Re:This guy really is full of himself (0)

Anonymous Coward | more than 7 years ago | (#16038955)

"Most of any community is not going to understand it, including this community. He comes across as nothing more than an attention-whoring little hacker with an axe to grind against Apple."

Ah, much like the slashdot community with Microsoft

Re:This guy really is full of himself (3, Insightful)

Anonymous Coward | more than 7 years ago | (#16039324)

Ah, much like the slashdot community with Microsoft

The only difference is most of us don't need a rigged demo to break into a Windows machine...

Re:This guy really is full of himself (1)

houghi (78078) | more than 7 years ago | (#16039052)

He comes across as nothing more than an attention-whoring little hacker with an axe to grind against Apple.


You make it sound as if that would be a bad thing.

Re:This guy really is full of himself (4, Insightful)

MrResistor (120588) | more than 7 years ago | (#16039449)

So what if he is? If his hack works, it works. Period.

An attack on his personality doesn't invalidate that.

Article text (4, Informative)

Anonymous Coward | more than 7 years ago | (#16038926)

Johnny Cache breaks silence on Apple Wi-Fi exploit

Monday September 04, 2006 (01:07 PM GMT)

By: Joe Barr

Jon Ellch -- aka Johnny Cache -- was one of the presenters of the now infamous "faux disclosure" at Black Hat and DEFCON last month. Ellch and co-presenter Dave Maynor have gone silent since then, fueling speculation that the entire presentation may have been a hoax. Ellch finally broke the silence in an email to the Daily Dave security mailing list over the weekend, and one thing is clear: he is chafing under the cone of silence which has been placed over the two of them.
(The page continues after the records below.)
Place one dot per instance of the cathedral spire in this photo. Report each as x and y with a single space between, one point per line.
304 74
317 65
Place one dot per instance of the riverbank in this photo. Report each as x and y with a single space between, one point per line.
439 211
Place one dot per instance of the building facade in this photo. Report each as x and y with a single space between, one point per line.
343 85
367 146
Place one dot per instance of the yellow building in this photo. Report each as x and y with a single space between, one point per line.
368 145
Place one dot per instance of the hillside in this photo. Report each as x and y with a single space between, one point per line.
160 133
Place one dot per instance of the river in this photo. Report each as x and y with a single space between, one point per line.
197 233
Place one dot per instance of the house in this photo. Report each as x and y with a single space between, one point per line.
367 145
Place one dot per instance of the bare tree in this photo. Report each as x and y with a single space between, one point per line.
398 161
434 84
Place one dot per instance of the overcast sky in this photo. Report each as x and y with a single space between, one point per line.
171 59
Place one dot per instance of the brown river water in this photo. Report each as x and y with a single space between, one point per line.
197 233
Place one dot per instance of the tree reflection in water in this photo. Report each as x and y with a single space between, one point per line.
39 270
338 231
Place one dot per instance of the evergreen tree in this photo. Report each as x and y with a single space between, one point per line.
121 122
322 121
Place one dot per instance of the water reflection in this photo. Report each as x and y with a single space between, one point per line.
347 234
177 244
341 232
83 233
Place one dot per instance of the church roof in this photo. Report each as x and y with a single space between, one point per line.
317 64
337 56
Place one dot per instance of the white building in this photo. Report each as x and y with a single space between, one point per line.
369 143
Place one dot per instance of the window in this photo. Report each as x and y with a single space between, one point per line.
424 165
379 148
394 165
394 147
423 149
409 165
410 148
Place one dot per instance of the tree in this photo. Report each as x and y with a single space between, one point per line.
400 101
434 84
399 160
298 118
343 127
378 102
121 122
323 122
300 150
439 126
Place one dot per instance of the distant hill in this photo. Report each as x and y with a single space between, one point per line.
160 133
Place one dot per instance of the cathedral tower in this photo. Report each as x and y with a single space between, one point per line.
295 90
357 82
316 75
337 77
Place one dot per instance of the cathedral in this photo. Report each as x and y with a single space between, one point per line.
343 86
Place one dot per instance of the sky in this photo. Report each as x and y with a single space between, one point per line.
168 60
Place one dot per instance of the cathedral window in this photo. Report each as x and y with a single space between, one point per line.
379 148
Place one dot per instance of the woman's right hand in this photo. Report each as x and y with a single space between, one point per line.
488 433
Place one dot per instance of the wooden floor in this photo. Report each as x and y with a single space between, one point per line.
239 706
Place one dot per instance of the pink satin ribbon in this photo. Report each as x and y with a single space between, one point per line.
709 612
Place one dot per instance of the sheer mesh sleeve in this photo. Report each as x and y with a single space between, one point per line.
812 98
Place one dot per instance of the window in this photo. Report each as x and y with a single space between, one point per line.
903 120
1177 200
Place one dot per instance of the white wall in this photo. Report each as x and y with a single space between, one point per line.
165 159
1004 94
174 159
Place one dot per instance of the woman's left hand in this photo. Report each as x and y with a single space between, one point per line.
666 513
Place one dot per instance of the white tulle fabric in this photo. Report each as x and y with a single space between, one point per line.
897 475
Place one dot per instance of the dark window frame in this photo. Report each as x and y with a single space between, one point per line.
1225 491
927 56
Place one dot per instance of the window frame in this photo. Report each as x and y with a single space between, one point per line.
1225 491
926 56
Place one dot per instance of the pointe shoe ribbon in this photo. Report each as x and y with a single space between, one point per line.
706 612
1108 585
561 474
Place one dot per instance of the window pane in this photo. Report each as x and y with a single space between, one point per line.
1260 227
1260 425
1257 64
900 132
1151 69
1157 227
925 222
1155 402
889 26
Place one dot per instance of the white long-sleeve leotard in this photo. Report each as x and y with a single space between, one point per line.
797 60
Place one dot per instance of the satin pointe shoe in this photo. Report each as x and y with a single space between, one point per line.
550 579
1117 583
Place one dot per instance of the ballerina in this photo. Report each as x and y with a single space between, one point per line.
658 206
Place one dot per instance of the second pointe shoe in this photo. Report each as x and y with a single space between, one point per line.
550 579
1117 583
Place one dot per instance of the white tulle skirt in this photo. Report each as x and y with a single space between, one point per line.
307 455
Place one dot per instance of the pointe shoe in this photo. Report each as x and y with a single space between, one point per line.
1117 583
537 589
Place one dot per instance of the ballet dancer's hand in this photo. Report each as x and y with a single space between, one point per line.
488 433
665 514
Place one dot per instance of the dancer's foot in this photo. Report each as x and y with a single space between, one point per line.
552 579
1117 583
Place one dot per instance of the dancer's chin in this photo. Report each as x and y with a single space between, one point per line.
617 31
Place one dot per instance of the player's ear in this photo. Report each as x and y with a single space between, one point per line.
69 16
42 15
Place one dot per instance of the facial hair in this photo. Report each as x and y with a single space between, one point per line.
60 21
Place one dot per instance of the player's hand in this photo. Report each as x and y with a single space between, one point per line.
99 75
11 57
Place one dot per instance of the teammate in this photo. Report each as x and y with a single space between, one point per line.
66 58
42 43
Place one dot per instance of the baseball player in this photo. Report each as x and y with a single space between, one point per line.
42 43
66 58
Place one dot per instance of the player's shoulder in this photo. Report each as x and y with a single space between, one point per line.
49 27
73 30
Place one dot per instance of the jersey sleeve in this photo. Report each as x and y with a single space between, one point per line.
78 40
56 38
Ellch explains their silence since the presentations in his email by saying:

        Secureworks absolutely insists on being exceedingly responsible and doesn't want to release any details about anything until Apple issues a patch. Whether or not this position was taken after a special ops team of lawyers parachuted in out of a black helicopter is up for speculation.
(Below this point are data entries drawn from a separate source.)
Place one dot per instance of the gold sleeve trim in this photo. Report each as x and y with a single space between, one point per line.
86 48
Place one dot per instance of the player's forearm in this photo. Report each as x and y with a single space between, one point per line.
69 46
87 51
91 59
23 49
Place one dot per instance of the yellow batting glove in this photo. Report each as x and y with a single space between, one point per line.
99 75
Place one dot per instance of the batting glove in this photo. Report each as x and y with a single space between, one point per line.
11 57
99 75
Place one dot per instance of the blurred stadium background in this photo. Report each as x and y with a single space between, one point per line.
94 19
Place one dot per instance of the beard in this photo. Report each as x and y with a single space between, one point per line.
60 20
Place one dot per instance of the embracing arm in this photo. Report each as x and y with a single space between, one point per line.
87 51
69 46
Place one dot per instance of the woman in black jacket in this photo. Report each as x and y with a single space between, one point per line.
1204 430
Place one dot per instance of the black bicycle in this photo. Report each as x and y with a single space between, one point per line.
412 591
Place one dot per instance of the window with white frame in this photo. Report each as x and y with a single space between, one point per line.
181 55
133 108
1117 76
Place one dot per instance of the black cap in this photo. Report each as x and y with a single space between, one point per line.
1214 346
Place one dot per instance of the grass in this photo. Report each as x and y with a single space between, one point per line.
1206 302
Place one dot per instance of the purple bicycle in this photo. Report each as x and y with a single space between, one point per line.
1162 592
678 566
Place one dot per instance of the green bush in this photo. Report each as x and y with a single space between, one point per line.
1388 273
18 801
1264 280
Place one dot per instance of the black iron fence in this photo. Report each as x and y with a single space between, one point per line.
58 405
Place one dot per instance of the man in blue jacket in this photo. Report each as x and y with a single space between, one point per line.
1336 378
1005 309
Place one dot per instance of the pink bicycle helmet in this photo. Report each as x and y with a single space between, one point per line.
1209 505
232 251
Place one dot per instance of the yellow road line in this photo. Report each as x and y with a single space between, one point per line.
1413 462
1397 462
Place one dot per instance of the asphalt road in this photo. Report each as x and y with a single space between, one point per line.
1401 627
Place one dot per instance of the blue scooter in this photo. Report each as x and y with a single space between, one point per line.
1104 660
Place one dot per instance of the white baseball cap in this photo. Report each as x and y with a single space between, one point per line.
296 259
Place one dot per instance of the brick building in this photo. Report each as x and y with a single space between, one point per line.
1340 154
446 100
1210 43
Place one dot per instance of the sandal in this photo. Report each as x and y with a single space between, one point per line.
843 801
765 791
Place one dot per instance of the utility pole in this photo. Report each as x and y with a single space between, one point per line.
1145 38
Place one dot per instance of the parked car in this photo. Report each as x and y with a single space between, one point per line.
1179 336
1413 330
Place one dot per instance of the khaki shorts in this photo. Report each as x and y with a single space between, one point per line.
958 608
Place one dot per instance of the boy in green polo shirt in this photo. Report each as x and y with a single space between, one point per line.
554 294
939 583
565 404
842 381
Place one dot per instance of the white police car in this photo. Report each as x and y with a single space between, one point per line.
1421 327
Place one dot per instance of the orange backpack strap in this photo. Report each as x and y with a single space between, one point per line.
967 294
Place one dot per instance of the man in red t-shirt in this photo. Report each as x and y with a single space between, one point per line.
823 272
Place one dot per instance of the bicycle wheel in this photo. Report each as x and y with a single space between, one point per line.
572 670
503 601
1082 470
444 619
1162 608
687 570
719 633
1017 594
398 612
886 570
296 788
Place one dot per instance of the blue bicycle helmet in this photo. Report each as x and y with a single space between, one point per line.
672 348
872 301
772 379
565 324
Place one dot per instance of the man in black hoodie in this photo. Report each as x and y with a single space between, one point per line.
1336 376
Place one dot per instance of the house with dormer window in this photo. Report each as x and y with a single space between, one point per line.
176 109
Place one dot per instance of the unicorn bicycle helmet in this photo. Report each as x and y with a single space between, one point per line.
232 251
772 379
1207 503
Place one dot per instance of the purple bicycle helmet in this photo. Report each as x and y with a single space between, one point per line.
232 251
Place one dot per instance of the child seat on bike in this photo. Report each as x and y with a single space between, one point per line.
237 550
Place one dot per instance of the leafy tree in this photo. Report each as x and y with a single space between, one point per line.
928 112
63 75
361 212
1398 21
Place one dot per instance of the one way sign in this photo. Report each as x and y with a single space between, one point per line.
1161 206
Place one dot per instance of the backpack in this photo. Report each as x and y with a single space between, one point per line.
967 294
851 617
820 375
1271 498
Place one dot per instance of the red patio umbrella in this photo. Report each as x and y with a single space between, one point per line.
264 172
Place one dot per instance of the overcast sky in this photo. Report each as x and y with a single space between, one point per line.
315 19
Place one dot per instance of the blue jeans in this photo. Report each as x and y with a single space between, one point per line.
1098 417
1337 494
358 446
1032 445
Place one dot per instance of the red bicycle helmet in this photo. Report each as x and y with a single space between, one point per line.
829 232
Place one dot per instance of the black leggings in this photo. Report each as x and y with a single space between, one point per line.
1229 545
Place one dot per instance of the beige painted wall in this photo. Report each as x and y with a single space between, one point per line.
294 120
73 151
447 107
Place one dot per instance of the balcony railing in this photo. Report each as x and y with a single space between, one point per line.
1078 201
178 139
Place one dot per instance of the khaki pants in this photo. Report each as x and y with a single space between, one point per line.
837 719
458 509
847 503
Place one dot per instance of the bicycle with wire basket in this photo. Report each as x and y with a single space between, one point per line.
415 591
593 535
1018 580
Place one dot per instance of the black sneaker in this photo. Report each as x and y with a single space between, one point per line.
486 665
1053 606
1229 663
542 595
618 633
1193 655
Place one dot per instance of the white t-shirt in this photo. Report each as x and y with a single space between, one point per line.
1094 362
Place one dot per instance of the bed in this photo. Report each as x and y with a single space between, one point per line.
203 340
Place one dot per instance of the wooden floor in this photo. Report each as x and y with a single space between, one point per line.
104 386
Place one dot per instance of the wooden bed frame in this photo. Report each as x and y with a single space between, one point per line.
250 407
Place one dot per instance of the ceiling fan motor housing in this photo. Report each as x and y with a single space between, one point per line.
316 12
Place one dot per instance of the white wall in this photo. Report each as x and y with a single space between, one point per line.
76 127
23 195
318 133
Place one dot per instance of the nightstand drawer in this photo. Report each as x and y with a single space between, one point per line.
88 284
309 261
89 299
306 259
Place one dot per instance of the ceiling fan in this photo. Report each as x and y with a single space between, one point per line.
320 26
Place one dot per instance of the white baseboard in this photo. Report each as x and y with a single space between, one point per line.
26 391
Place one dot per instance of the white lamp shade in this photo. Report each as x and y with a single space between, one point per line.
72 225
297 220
He also went on to explain that while the debate was centered in the Mac blogger community, it made no sense to discuss it because most of them wouldn't understand the explanation if he gave it, adding, "Since this conversation has moved into a venue of people who can actually grasp the details of this, I'm ready to start saying something."
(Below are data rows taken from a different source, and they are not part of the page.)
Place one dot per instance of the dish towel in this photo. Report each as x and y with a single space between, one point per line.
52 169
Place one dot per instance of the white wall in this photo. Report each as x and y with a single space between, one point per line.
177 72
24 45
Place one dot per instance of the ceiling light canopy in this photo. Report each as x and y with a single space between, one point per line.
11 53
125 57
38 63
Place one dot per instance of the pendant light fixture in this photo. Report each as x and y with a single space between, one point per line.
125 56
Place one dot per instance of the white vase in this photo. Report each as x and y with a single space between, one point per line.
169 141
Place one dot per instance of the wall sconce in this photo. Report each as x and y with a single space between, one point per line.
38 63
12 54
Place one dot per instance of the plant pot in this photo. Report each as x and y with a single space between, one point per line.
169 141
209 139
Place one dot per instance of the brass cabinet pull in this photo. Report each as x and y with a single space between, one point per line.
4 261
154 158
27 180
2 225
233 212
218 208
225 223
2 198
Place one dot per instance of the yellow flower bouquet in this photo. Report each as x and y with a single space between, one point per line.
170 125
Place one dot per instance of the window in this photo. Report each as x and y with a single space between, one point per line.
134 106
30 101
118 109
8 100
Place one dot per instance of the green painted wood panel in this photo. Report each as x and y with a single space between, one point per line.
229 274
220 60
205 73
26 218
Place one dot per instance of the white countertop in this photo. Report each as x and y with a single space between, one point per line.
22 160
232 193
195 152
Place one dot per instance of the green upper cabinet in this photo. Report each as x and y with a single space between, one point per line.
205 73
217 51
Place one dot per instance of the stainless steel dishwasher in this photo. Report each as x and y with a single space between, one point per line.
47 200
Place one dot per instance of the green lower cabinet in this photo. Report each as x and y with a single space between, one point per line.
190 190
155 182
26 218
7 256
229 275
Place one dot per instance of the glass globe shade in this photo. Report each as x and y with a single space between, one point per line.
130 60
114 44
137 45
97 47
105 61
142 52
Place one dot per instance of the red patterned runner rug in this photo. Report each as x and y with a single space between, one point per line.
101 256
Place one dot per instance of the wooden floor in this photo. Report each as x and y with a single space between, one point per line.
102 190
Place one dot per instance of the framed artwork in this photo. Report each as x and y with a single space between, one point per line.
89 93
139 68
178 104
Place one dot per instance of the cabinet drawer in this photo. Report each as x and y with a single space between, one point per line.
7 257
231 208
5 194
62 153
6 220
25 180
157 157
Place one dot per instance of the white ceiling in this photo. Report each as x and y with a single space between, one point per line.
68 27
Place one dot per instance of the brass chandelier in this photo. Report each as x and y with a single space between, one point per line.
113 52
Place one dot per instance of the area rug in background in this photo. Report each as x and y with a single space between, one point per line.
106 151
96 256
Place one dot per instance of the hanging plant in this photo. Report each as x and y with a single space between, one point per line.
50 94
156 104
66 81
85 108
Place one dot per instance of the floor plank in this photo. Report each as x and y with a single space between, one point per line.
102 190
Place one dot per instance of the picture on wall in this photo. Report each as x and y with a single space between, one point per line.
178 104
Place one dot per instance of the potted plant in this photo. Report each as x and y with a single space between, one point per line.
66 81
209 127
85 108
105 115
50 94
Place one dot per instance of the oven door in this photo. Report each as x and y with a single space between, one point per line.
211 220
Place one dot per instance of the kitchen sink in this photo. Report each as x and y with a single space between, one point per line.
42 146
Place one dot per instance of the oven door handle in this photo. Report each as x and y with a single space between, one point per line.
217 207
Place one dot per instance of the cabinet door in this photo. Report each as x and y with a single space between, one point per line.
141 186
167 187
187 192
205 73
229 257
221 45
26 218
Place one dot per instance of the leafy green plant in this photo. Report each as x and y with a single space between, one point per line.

Ellch then breaks down the elements of the vulnerability and possible exploits, but in the context of Intel drivers rather than Apple's, asking and then answering the obvious question of why he did so when he wrote: "Why am I switching the subject from Apple's bug to Intel's? Because it's patched, and Secureworks has no influence over what I say regarding this one."

He buttressed his explanation of how he crashed the Intel Centrino driver by creating a race condition by flooding it with UDP packets and disassociation requests with links to dumps of crashes he caused using this technique.

Ellch notes that a crash caused this way doesn't guarantee a successful exploit, saying "If you're lucky, your UDP packet will end up on the stack. If you're less lucky, a beacon packet from a nearby network will end up on the stack. In the case where I successfully overwrote eip (Extended Instruction Pointer), the UDP packet was 1400 bytes."

He also responded to criticisms that he and Maynor have simply been "playing the media" instead of reporting an actual vulnerability and exploit, saying:

        You know, of all the comments I see, the ones that 'we played the media' make the least sense. Have you ever seen me in the news before? No. Have I ever talked to a reporter before? No. Am I doing a very good job of winning this PR smear campaign lynn fox ignited? No. If I was so deft at manipulating the media, would I be explaining myself on dailydave praying that a few technically competent people will actually get it?

I contacted Ellch by email after reading his post and asked if he was claiming Apple is the cause of their silence. He replied:

        Let's just say its pretty obvious I'm not happy about being silent. So much so that i'm releasing non-apple bugs to convince people that we do in fact know what we're talking about.

Re:Article text (2, Insightful)

rbannon (512814) | more than 7 years ago | (#16038954)

I still don't see him coming clean on this one. Or maybe, like he says, people like me won't understand it anyway.

In any case, I think he's really not being forthcoming with respect to what the hack entails, and maybe that's due to Apple's aggressive lawyers. In any case I'd like to see more details.

Re:Article text (2, Funny)

cHiphead (17854) | more than 7 years ago | (#16039314)

my guess would be its another NSA exploit built into wireless cards. It'd make sense. Plus his reference to black helicopters in a seemingly innocent but suspect way.

*engage nutjob conspiracy theories*

Cheers. ;)

Huh huh huh huh/ Heh heh heh (1)

10100111001 (931992) | more than 7 years ago | (#16038997)

He buttressed his explanation of how he crashed the Intel Centrino driver by creating a race condition by flooding it with UDP packets and disassociation requests with links to dumps of crashes he caused using this technique.

He said "butt".

It's not tech details, it's proving it works (4, Interesting)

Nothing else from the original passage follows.